Response of a RC pile behind quay wall to liquefaction-induced lateral spreading: A shake-table investigation

Abstract

Response of pile foundations to liquefaction-induced lateral spreading still continues to be a complex problem. A shake-table experiment was carried out to explore the response of a reinforced concrete pile behind a sheet-pile quay wall due to liquefaction-induced lateral soil flow. The quay wall was used to trigger liquefaction-induced large lateral ground deformation. The representative features of the pile and the soil are recorded and analyzed. Particular attention is paid to monotonic lateral pile response. A pressure distribution scenario with a triangular lateral pressure from the non-liquefied crust layer and a uniform lateral pressure from the upper liquefied stratum was proposed. A simplified analytical model based on the classical equation for beam on elastic foundation was adopted to evaluate nonlinear behavior of the pile.

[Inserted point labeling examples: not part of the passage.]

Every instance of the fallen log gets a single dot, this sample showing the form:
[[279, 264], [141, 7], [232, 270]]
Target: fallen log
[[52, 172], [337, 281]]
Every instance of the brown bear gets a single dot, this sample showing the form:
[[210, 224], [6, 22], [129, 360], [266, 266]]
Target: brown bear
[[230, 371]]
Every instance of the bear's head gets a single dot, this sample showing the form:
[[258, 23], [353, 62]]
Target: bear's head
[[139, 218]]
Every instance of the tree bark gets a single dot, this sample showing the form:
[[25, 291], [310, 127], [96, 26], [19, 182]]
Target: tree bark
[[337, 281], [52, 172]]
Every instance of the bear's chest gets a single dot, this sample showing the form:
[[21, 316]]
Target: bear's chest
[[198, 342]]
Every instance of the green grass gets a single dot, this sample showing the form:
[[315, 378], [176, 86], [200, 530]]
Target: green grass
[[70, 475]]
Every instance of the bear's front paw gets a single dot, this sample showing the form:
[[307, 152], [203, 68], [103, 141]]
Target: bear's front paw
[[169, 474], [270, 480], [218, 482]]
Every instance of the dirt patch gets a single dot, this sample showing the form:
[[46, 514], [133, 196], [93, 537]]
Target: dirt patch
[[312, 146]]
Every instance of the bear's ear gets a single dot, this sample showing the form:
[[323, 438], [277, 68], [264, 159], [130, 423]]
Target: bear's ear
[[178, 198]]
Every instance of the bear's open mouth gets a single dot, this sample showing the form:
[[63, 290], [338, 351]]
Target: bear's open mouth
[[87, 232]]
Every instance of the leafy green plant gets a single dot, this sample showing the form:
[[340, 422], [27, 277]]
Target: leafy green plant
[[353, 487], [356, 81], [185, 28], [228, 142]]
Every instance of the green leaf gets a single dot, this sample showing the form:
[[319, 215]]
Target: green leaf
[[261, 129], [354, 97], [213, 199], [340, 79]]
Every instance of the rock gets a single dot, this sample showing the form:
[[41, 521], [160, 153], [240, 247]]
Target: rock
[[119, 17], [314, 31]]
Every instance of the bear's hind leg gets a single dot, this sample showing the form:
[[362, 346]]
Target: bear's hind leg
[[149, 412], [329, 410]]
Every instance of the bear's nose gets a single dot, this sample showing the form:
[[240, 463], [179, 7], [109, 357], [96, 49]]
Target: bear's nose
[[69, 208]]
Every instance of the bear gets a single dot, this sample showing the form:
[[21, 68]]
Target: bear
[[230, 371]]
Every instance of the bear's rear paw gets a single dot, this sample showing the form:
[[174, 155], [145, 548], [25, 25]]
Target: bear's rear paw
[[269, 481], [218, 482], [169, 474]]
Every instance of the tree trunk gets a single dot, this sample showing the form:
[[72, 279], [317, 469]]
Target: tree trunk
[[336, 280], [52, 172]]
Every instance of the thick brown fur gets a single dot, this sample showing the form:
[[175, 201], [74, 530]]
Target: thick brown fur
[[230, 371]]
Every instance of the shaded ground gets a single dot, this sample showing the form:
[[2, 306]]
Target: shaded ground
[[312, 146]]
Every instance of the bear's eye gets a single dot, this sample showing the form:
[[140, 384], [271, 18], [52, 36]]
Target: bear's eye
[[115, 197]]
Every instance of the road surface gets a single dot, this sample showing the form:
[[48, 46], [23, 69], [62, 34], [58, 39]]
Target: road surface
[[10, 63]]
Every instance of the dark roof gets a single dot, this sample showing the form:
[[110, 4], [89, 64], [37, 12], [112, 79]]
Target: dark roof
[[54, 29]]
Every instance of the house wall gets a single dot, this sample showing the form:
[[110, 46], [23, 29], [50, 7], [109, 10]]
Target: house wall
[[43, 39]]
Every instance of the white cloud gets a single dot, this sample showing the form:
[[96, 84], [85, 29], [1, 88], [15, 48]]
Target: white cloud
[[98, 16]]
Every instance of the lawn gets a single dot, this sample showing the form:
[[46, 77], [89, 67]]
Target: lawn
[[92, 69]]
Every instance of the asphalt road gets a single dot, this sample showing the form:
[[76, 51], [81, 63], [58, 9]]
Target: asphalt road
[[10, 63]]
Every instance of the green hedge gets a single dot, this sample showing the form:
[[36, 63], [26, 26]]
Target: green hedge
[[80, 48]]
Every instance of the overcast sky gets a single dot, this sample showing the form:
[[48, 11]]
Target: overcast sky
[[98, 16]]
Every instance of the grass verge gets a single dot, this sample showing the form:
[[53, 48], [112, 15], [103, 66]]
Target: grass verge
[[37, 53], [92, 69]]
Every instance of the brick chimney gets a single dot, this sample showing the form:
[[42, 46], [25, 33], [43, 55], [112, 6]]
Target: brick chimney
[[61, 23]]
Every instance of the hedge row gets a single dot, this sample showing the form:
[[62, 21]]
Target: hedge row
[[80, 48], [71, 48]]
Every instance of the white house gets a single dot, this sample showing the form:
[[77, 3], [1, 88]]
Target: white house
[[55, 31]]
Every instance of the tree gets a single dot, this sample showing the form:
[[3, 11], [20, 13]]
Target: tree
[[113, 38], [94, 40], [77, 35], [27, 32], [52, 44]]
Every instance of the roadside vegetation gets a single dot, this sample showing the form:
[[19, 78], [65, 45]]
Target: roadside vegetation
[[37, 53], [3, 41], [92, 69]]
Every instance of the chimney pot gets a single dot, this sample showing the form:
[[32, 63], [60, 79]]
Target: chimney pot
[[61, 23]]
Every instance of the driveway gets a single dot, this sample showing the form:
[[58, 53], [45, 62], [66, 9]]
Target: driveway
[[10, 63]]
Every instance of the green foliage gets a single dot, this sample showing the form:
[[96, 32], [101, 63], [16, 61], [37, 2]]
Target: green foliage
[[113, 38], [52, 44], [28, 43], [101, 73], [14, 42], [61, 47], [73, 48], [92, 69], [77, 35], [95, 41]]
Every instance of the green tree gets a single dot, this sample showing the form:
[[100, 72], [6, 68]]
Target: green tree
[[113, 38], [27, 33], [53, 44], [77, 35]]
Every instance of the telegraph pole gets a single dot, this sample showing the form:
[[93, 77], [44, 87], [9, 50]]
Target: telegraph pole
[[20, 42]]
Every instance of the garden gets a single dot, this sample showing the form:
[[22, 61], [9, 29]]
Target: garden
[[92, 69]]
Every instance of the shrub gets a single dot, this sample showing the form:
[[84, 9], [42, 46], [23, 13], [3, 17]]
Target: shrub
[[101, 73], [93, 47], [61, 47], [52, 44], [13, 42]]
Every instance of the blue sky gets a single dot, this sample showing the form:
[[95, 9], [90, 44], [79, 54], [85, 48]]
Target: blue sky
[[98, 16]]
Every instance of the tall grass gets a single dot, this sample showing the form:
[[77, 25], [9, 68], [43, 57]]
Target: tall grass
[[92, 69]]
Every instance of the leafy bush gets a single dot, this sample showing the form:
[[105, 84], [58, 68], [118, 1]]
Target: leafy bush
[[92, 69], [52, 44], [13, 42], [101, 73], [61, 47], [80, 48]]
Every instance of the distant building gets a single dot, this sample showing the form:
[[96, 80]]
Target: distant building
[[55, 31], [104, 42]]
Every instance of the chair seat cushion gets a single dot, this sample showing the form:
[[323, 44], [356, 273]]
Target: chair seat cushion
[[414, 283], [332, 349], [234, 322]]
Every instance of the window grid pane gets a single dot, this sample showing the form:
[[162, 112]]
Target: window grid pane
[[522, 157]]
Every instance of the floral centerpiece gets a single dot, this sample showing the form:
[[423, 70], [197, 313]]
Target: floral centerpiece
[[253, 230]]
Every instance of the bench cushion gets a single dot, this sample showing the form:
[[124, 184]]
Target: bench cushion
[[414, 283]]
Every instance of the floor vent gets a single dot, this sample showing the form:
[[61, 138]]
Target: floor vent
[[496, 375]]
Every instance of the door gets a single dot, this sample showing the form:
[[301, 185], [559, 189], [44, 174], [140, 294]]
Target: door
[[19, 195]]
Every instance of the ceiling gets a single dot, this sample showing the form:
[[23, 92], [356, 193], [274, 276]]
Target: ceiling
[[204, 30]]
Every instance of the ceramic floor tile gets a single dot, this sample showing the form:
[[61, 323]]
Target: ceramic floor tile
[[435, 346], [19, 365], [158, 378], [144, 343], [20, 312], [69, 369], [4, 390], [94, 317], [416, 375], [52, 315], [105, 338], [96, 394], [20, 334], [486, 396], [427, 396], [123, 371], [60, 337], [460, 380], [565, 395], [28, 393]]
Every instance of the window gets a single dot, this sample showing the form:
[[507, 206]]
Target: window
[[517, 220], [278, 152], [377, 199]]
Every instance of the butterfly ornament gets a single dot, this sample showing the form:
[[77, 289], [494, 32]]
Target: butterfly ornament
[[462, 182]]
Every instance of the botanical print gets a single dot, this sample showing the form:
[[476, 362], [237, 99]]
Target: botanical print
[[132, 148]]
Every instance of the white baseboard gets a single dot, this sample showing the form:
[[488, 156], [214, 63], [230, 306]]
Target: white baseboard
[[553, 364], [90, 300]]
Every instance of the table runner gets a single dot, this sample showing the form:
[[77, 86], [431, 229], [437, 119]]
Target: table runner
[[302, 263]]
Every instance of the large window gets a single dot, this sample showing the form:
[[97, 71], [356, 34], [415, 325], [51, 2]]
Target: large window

On this basis, the model was calibrated to represent the experimental observations. Then, key parameters influencing nonlinear pile response were determined. The simulations demonstrated that the model underestimates lateral pile deformation and negligibly influences the moments when linear pile behavior was assumed. Larger pile diameter while holding a constant stiffness could greatly increase the moments and displacements of the pile. Nevertheless, the axial force from the superstructure has a tendency to increase the pile responses to a certain extent. This study further enhances the current understanding of the pile behavior under lateral spreading. Finally, additional large-scale experimental studies are needed in order to provide more data for calibration of soil flow pressure and evaluate inelastic response of piles due to lateral spreading of liquefied soils.